LECCE - Emanuela Franco è a Novoli, ma cuore e testa sono a Gaza. Dal telefono segue costantemente gli aggiornamenti dalla Striscia, un po’ dai notiziari, un po’ per interposta persona. Il marito, Mohammed Abuowda, è originario di Gaza. Beit Hanun, precisamente, nel nord est della Striscia, ad appena sei chilometri dalla città israeliana di Sderot. Anche lui, come Emanuela, le notizie le apprende via telefono, ma da fonti più vicine. È in Turchia, di rientro in queste ore a Novoli. Ma dall’altra parte della cornetta ci sono i suoi familiari, tutti intrappolati a Beit Hanun, sotto i bombardamenti. Lui allo scoppio del conflitto era in territorio turco. Ora per avere informazioni attende la chiamata dei parenti: una, massimo due al giorno, racconta, e per apprendere solo notizie sconcertanti.
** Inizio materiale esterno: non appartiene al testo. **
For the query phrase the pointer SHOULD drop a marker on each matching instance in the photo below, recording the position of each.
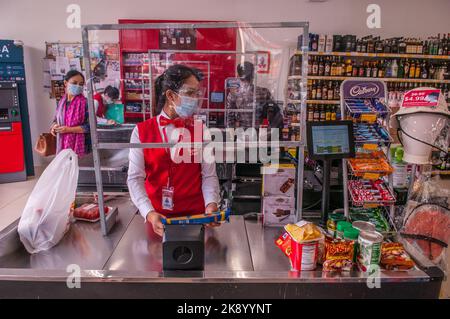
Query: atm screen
(7, 98)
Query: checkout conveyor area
(241, 261)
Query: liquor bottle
(310, 113)
(382, 69)
(309, 65)
(337, 92)
(394, 69)
(406, 69)
(330, 90)
(412, 70)
(327, 70)
(333, 67)
(316, 114)
(424, 70)
(321, 67)
(418, 70)
(314, 91)
(309, 90)
(349, 68)
(356, 70)
(324, 91)
(315, 70)
(319, 91)
(333, 113)
(358, 45)
(363, 45)
(368, 70)
(401, 69)
(432, 71)
(361, 70)
(322, 113)
(343, 68)
(374, 69)
(425, 48)
(388, 69)
(402, 46)
(328, 113)
(419, 46)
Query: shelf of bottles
(403, 63)
(368, 177)
(136, 85)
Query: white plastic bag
(46, 216)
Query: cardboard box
(278, 210)
(278, 180)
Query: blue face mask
(187, 106)
(74, 89)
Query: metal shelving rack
(96, 146)
(380, 143)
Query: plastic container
(352, 233)
(341, 226)
(369, 249)
(304, 255)
(332, 221)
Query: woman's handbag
(46, 145)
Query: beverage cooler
(16, 162)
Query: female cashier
(158, 185)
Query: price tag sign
(371, 205)
(371, 176)
(421, 98)
(370, 118)
(370, 147)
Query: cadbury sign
(363, 89)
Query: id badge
(167, 198)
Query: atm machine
(16, 159)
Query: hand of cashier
(155, 219)
(179, 93)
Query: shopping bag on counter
(46, 216)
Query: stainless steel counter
(226, 249)
(83, 245)
(241, 260)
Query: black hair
(71, 74)
(245, 70)
(173, 79)
(112, 92)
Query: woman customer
(71, 122)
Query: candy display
(332, 221)
(217, 217)
(369, 219)
(394, 257)
(370, 163)
(338, 255)
(366, 133)
(365, 106)
(365, 192)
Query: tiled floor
(13, 197)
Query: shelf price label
(372, 205)
(370, 118)
(371, 176)
(370, 147)
(421, 98)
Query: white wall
(35, 22)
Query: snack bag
(338, 255)
(394, 257)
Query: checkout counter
(241, 261)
«Dal 7 ottobre mia sorella non trova suo figlio di 14 anni. Non sappiamo se sia vivo o morto. Il figlio dell’altra mia sorella, invece, è morto nei primi giorni del conflitto». Con tono profondo racconta ciò che i familiari riferiscono. «Mia madre e mio padre sono rifugiati in una scuola, perché fuori è tutto distrutto. A Beit Hanun non ci sono più case né strade, e molte persone sono ancora sotto le macerie», racconta. Ad informarlo giorno per giorno è anche la voce della figlia, nata da una relazione precedente. «Mi ha riferito che non c’è cibo, non c’è acqua e ci sono venti, trenta persone in ogni classe della scuola. Mancano anche le medicine, e le bombe non si fermano mai».
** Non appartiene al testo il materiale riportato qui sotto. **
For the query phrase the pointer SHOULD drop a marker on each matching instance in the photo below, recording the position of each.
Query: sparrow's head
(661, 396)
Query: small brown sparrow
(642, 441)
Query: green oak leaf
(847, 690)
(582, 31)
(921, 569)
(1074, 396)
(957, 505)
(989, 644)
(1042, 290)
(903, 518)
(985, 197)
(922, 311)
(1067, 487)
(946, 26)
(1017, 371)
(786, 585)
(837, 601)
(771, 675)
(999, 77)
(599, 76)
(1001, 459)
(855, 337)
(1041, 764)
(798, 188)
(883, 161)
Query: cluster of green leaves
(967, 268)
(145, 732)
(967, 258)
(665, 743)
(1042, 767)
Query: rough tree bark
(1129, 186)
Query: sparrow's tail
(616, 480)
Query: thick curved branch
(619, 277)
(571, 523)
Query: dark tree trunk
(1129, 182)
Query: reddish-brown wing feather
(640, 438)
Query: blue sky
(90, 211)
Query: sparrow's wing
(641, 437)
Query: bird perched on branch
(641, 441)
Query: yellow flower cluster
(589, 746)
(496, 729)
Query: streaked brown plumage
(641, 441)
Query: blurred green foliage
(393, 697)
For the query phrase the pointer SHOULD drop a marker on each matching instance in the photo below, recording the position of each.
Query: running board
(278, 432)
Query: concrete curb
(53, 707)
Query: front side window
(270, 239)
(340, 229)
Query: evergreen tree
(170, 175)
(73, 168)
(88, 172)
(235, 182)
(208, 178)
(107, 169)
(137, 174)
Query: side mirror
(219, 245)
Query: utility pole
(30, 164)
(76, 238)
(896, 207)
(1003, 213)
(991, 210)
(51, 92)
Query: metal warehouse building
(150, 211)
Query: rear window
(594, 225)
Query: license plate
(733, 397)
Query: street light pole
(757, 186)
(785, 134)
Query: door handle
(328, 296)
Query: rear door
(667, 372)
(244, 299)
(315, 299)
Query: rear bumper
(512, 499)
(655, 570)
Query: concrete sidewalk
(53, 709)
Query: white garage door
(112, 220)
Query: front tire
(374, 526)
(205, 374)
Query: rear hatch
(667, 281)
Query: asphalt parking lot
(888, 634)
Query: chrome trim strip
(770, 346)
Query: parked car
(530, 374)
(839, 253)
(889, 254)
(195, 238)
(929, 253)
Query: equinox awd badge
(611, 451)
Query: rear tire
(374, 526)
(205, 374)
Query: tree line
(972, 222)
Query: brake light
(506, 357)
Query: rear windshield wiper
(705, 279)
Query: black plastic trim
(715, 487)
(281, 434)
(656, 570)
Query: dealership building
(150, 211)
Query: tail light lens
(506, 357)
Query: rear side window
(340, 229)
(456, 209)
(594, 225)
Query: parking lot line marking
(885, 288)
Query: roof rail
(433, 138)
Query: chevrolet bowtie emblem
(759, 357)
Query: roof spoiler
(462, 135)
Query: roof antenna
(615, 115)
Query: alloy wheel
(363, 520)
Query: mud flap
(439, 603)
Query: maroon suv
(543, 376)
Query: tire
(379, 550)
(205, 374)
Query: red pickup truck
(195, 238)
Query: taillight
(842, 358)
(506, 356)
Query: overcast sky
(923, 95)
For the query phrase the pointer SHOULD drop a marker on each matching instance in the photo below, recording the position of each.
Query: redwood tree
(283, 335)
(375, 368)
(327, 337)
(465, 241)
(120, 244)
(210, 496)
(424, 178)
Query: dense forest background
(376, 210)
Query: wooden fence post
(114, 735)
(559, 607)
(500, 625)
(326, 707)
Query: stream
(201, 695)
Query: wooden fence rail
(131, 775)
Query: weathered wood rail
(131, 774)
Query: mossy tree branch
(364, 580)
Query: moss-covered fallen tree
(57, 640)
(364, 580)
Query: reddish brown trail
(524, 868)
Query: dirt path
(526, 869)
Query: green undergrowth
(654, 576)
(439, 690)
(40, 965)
Emanuela, a Novoli, attende ora il marito. Quei territori devastasti dalle bombe le sono familiari. Tra il 2017 e il 2022 è entrata nella Striscia di Gaza cinque volte: una passando per Eretz, presidiata dalle truppe israeliane; le restanti dal valico di Rafah, vivendo per diverso tempo in quelle case ora ridotte a mattoni tra i mattoni nel cumulo indistinto di macerie. «I genitori di mio marito - spiega - avevano una casa a Beit Hanun che è stata bombardata, come quella che avevano a Gaza City. Per questo ora sono nella scuola». Della vita in Palestina racconta anche la normalità, prima del conflitto. «La vita nella Striscia di Gaza, nel momento in cui non ci sono bombardamenti, trascorre abbastanza normalmente. Bisogna immaginare Gaza come una nostra città del Sud: i palestinesi sono gente accogliente che ama anche divertirsi, pur con tutte le restrizioni dovute al controllo di Hamas». Con i militanti Emanuela non ha mai avuto a che fare, se non indirettamente e sempre per il tramite del marito. «Per due volte al mio arrivo hanno torchiato lui. Alla prima gli hanno chiesto chi fossi e gli hanno sequestrato il telefono per un paio di giorni, perché per loro potevo essere una spia israeliana; alla seconda lo hanno bendato e messo con la faccia al muro». L’esperienza gomito a gomito con i palestinesi le ha fornito una chiave di lettura del conflitto, che condivide dalla sua abitazione a nord di Lecce: «Hamas - dice - sul piano interno è quello che spegne la musica a Capodanno perché le donne non possono ballare: a nessuno piace vivere così. Sul piano della politica estera però portano, con metodi che io ritengo sbagliati perché sono contro ogni guerra, un’istanza di liberazione. È difficile per un palestinese bombardato ogni giorno non sentirsi coinvolto».